North-Central Section - 54th Annual Meeting - 2020

Paper No. 36-7
Presentation Time: 3:30 PM

RAISED SHORE PLATFORMS AND AN EARLY JAMAICAN POTSHERD IN SOUTHWESTERN ST. ELIZABETH PARISH: NEOTECTONIC IMPLICATIONS FOR AN ARCHAEOLOGICAL HYPOTHESIS


EVANS, Kevin Ray, Department of Geography, Geology, and Planning, Missouri State University, 901 S. National Ave, Springfield, MO 65897 and PAVLOWSKY, Robert T., Department of Geography, Geology, an Planning, and Ozarks Environmental and Water Resource Institute, Missouri State University, 901 S. National Ave., Springfield, MO 65897

Raised shore platforms along the southwestern coast of Jamaica were developed on coastal exposures of the Newport Formation (mid-Eocene to mid-Miocene) and overlying Falmouth Formation (late Pleistocene). The Newport Formation is mostly lime mudstone to wackestone. It was fractured, faulted, and relict topography is exposed below the disconformity that marks the base of the Falmouth Formation. The Falmouth Formation is a cliff-forming unit between Black Spring Point and Frenchman's Bay (~3 km); it contains in situ corals at its base overlain by calcareous sandstone and various coral facies. The Falmouth is associated with the MIS 5e.

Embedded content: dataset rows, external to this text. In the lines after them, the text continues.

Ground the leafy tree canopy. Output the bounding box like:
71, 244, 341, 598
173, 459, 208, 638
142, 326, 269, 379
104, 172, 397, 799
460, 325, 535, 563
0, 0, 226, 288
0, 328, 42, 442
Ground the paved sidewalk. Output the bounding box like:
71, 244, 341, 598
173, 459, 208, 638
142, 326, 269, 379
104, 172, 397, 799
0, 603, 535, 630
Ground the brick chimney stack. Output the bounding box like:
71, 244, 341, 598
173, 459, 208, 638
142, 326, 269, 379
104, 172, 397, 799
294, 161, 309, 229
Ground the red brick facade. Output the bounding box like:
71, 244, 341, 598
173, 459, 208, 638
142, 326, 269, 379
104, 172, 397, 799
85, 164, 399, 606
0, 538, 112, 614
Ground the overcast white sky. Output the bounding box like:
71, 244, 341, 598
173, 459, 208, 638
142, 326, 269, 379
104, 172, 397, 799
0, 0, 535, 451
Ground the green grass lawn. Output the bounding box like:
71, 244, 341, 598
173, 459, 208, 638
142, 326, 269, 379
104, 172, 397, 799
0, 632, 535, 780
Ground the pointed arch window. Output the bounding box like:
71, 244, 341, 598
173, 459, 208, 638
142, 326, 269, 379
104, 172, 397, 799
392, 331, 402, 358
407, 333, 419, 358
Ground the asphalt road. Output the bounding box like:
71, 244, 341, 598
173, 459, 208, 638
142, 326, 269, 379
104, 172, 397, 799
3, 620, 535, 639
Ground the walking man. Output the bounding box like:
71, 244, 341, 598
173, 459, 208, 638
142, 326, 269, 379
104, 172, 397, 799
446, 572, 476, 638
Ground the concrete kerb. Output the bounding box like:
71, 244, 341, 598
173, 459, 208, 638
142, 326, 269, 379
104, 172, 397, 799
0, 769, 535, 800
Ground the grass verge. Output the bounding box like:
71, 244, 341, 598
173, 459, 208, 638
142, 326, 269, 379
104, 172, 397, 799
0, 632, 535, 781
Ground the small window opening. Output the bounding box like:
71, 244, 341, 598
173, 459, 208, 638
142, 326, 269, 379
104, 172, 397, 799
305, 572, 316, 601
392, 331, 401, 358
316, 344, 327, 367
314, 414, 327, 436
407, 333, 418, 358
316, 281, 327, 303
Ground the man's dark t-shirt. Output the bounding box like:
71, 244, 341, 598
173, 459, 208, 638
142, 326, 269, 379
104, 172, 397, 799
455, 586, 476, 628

Shore platforms developed adjacent to the disconformity and subsequently were encrusted by serpulid worms. Encrustations are approximately 3 – 4 cm thick, forming biostrome-like worm reefs on the beveled platforms. Serpulid worms typically live in marine settings, ranging from near sea level to great depth. Encrusted raised shore platforms are now approximately 1.0-meter above sea level and a prominent wave-cut notch is located on the seaward margin of the platforms. We interpret uplift as a result of vertical fault movements on the Pondside Fault which parallels the coastline from Wally Wash Pond to Fort Charles. A calibrated standard carbon-14 age of 888 ± 122 cal CE was obtained on the serpulid material from near Black Spring Point. A second sample yielded an AMS C-14 age-date of 1296 ± 62 cal CE. Additional dates are needed but preliminary ages indicate late Holocene uplift of the platforms.

Recently, a 10-cm potsherd, provisionally identified as Jamaican redware, was found cemented to an exposure of the Newport Formation in front of a raised shore platform. Redware people were beach dwellers, and archaeological sites in Jamaica are clustered in southwestern Jamaica. Their sites are associated with thin middens that show a scattered or halo-like distribution of artifacts. Redware culture spanned 600 – 900 CE, partly overlapping with one of the carbon-14 age-dates of serpulid material. The succeeding Meillicoid culture lived in upland areas and were early agriculturalists. The implication of a 1.0 m x 3.0 km rupture is that it potentially occurred during a 6–7 M earthquake that raised the shoreline and may have generated a tsunami that led to a cultural transition from redware to Meillicoid.